I see no greater moral cause than liberation, equality and justice for all God’s people. What better reason to risk your own freedom than to fight for the freedom of others? That’s the moral courage demonstrated yesterday by James Ian Tyson who helped me across the fence and stood guard as I climbed. History will rightly remember him alongside the many white allies who, over the centuries, have risked their own safety in defense of black life and in the name of racial equality.

While I remain highly critical of the nature of policing itself in the United States, both the police and the jailhouse personnel I encountered on Saturday were nothing short of professional in their interactions with me.

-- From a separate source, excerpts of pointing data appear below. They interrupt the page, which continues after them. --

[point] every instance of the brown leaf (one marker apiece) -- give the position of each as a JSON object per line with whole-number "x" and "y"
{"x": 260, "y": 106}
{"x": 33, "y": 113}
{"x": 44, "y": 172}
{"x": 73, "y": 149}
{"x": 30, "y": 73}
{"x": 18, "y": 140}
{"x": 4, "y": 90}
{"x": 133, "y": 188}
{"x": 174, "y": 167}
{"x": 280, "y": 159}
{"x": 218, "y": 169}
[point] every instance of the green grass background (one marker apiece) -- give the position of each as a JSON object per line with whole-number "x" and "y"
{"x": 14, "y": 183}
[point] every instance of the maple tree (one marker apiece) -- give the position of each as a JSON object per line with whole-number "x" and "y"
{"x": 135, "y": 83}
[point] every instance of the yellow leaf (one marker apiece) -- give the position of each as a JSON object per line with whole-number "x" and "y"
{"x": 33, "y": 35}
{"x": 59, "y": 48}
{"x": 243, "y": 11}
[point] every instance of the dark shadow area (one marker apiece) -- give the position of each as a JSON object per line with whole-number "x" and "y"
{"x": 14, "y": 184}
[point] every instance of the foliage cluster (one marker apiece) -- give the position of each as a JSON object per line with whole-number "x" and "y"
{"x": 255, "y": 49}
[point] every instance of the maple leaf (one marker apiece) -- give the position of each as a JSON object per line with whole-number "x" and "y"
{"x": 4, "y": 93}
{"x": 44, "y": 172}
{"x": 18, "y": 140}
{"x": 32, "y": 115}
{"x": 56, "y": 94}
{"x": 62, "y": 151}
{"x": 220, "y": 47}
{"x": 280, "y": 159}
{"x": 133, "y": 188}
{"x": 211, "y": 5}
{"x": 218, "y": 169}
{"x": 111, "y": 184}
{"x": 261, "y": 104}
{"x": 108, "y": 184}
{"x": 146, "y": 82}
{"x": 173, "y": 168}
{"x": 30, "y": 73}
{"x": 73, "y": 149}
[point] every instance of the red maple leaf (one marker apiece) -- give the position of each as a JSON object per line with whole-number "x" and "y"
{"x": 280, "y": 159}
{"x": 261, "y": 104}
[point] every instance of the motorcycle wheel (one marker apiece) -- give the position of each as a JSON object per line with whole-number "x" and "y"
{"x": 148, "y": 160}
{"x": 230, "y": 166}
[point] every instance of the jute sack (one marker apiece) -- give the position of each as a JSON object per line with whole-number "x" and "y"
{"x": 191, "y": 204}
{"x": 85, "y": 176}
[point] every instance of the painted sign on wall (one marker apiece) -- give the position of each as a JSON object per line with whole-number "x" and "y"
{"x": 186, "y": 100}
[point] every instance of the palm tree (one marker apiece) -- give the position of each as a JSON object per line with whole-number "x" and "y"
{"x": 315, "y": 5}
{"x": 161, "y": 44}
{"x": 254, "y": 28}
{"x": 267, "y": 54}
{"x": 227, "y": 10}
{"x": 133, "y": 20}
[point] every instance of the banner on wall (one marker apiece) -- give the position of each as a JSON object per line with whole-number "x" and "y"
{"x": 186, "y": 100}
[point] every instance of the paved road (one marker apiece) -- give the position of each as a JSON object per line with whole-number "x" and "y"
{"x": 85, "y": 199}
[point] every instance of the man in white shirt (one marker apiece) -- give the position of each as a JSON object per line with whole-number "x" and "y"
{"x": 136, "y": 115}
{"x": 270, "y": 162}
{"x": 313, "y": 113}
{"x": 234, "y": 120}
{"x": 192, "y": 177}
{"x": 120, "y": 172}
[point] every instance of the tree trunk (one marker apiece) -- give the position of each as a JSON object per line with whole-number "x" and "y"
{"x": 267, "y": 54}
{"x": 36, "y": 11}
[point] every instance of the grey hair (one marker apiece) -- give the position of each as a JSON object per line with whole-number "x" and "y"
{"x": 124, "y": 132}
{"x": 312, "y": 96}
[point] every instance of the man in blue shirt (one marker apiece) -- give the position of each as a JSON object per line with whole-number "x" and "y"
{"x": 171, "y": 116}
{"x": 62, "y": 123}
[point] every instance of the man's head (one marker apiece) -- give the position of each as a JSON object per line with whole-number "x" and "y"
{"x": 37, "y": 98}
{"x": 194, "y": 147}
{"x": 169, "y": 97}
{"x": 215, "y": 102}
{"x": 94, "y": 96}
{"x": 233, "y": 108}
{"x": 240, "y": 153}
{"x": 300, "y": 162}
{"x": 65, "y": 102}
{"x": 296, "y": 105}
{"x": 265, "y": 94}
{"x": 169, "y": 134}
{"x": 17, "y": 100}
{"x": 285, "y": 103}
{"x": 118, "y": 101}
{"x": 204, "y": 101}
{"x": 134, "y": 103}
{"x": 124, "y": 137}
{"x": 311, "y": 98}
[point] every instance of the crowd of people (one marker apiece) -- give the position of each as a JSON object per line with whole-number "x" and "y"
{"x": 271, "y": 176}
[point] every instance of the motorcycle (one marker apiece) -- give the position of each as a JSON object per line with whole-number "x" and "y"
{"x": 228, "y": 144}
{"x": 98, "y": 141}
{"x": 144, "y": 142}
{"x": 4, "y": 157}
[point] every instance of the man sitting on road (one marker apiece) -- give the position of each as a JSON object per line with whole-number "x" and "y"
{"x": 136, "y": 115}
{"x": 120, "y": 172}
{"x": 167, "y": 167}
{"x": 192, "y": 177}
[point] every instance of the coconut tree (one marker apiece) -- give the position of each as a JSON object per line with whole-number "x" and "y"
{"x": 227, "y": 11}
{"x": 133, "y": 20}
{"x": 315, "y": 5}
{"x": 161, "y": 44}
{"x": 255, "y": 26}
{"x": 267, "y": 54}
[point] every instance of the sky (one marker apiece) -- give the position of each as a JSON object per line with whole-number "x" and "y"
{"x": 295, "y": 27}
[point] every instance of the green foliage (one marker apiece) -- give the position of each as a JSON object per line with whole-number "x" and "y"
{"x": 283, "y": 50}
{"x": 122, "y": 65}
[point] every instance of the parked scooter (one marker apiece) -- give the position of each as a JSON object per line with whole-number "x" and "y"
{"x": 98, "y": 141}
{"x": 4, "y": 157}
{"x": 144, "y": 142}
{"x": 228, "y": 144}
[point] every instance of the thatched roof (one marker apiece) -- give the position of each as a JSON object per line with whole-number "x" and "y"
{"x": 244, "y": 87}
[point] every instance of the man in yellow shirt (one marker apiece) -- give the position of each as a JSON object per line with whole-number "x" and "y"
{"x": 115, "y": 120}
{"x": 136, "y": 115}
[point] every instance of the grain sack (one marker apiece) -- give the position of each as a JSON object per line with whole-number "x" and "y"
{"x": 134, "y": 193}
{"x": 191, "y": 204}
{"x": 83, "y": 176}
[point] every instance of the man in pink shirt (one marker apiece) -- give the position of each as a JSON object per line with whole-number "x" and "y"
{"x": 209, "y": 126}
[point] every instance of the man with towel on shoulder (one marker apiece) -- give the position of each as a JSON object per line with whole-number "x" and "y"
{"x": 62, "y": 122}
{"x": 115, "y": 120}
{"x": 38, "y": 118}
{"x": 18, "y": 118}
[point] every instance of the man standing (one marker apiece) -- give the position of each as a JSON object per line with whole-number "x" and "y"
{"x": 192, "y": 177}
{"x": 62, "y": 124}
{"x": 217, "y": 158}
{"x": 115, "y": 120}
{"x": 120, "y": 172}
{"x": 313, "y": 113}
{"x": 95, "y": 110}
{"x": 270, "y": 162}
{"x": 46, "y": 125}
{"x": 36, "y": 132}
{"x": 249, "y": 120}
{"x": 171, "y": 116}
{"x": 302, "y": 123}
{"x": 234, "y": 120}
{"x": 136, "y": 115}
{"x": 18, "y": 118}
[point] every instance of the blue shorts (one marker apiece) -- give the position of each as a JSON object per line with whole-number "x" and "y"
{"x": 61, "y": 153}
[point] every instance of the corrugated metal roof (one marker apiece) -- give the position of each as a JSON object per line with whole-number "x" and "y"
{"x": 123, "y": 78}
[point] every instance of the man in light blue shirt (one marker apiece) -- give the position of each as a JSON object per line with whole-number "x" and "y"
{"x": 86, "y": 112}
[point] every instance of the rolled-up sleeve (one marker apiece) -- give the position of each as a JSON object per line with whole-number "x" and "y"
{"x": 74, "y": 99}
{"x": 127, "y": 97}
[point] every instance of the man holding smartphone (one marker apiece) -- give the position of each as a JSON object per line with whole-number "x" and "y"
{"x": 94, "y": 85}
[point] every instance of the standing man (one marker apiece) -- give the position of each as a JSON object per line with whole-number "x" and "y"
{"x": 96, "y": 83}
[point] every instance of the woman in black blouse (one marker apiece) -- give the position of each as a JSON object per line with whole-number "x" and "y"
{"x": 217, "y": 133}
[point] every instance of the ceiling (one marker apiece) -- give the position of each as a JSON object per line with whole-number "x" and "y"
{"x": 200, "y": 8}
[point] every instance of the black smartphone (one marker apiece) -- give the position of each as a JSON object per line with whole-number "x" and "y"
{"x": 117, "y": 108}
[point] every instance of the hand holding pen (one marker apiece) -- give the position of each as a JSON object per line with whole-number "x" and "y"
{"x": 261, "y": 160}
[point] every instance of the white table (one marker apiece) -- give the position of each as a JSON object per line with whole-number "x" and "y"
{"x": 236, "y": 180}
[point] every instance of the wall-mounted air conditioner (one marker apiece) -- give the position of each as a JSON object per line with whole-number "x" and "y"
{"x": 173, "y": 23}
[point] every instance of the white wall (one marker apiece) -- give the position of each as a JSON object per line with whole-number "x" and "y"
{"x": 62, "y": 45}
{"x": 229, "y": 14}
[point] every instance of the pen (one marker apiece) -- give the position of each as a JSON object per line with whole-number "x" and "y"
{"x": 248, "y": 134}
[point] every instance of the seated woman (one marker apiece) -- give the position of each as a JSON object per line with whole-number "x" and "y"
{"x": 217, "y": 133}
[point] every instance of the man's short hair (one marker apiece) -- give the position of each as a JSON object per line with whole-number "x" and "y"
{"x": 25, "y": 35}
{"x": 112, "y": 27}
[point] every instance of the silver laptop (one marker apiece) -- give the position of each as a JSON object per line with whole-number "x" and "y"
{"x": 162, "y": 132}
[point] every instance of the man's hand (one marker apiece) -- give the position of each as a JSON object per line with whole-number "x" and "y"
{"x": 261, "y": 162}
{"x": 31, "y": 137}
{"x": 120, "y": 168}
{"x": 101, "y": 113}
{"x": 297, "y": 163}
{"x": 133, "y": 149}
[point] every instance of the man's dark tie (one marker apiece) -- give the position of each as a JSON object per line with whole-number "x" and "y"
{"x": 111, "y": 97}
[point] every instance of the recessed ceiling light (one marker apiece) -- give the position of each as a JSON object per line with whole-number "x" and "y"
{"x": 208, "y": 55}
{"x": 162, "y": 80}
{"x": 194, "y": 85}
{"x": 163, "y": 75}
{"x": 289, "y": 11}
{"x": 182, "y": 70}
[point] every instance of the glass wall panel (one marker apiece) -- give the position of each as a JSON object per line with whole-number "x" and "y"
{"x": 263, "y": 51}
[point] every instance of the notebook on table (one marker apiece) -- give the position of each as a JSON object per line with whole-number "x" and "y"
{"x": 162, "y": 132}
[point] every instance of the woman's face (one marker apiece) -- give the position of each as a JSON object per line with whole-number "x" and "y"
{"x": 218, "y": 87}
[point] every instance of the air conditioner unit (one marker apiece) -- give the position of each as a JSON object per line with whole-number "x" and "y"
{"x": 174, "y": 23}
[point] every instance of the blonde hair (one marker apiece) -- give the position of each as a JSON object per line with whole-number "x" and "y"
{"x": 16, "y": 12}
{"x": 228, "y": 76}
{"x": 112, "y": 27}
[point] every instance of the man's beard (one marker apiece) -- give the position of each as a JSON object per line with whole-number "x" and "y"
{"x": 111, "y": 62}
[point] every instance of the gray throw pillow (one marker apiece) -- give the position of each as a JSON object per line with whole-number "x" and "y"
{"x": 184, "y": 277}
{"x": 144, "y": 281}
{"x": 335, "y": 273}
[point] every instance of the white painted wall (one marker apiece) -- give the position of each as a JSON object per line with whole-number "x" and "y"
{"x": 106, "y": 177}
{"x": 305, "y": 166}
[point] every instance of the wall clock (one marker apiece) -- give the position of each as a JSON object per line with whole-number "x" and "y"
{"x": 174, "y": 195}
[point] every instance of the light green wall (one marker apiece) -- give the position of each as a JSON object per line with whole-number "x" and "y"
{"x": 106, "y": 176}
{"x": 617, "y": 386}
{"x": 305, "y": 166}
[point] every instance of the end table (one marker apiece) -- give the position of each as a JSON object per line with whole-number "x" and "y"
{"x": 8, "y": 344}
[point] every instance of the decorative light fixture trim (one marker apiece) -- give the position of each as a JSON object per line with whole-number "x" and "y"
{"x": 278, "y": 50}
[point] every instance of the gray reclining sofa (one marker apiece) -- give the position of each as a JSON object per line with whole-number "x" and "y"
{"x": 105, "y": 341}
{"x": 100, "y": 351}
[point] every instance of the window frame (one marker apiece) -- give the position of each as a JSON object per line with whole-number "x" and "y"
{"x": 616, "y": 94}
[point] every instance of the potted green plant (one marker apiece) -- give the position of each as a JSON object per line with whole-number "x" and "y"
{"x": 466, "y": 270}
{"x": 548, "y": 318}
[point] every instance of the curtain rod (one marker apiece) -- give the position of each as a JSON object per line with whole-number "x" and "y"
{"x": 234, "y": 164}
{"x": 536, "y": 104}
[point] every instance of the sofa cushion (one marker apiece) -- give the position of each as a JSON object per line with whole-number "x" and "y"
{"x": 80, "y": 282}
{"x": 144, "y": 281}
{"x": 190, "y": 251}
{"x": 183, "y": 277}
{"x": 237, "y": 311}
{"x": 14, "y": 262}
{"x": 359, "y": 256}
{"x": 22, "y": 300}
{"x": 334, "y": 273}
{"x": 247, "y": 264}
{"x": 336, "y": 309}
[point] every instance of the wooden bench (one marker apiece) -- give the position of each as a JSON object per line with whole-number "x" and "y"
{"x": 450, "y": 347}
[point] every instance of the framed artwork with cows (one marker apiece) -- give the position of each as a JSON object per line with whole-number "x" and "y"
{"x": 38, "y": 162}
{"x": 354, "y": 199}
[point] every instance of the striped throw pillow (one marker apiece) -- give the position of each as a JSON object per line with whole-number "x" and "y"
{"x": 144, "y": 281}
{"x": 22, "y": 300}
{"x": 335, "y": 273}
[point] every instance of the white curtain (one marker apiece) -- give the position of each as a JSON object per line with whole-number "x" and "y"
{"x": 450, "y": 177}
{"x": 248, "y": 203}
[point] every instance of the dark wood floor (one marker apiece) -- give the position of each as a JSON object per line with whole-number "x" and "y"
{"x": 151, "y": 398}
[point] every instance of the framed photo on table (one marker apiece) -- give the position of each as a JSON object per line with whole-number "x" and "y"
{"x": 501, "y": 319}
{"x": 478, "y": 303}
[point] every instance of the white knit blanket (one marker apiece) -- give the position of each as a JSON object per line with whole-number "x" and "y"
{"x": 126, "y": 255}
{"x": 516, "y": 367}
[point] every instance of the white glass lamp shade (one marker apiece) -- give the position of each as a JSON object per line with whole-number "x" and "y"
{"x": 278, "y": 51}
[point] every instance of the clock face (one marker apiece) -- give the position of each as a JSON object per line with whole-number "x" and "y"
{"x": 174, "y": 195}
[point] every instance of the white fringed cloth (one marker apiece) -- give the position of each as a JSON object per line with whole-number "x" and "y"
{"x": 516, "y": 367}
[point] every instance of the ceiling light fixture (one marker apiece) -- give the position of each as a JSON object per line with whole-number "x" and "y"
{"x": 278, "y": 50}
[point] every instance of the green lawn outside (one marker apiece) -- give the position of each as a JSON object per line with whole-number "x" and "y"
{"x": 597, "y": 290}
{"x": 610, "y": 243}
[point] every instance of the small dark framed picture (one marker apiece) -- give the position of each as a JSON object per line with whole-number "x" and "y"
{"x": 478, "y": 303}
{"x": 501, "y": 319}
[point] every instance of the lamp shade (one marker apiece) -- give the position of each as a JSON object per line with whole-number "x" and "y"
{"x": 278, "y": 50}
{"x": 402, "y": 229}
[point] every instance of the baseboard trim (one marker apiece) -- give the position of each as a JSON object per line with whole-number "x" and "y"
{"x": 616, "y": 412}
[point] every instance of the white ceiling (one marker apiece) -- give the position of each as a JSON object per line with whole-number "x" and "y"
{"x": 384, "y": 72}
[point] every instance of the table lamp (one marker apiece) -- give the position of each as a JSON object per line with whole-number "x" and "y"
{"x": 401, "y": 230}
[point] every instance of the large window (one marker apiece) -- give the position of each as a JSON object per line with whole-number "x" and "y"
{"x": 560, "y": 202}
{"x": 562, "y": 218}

I know there was some concern from supporters on the outside that I might be harmed while in police custody, but that was not the case.

It is important to remember that our struggle doesn’t end when the flag comes down. The Confederacy is a southern thing, but white supremacy is not. Our generation has taken up the banner to fight battles many thought were won long ago. We must fight with all vigor now so that our grandchildren aren’t still fighting these battles in another 50 years. Black Lives Matter. This is non-negotiable.

I encourage everyone to understand the history, recognize the problems of the present and take action to show the world that the status quo is not acceptable. The last few days have confirmed to me that people understand the importance of action and are ready to take such action. Whether the topic is trending nationally or it’s an issue affecting our local communities, those of us who are conscious must do what is right in this moment. And we must do it without fear. New eras require new models of leadership. This is a multi-leader movement. I believe that. I stand by that. I am because we are. I am one of many.

This moment is a call to action for us all. All honor and praise to God.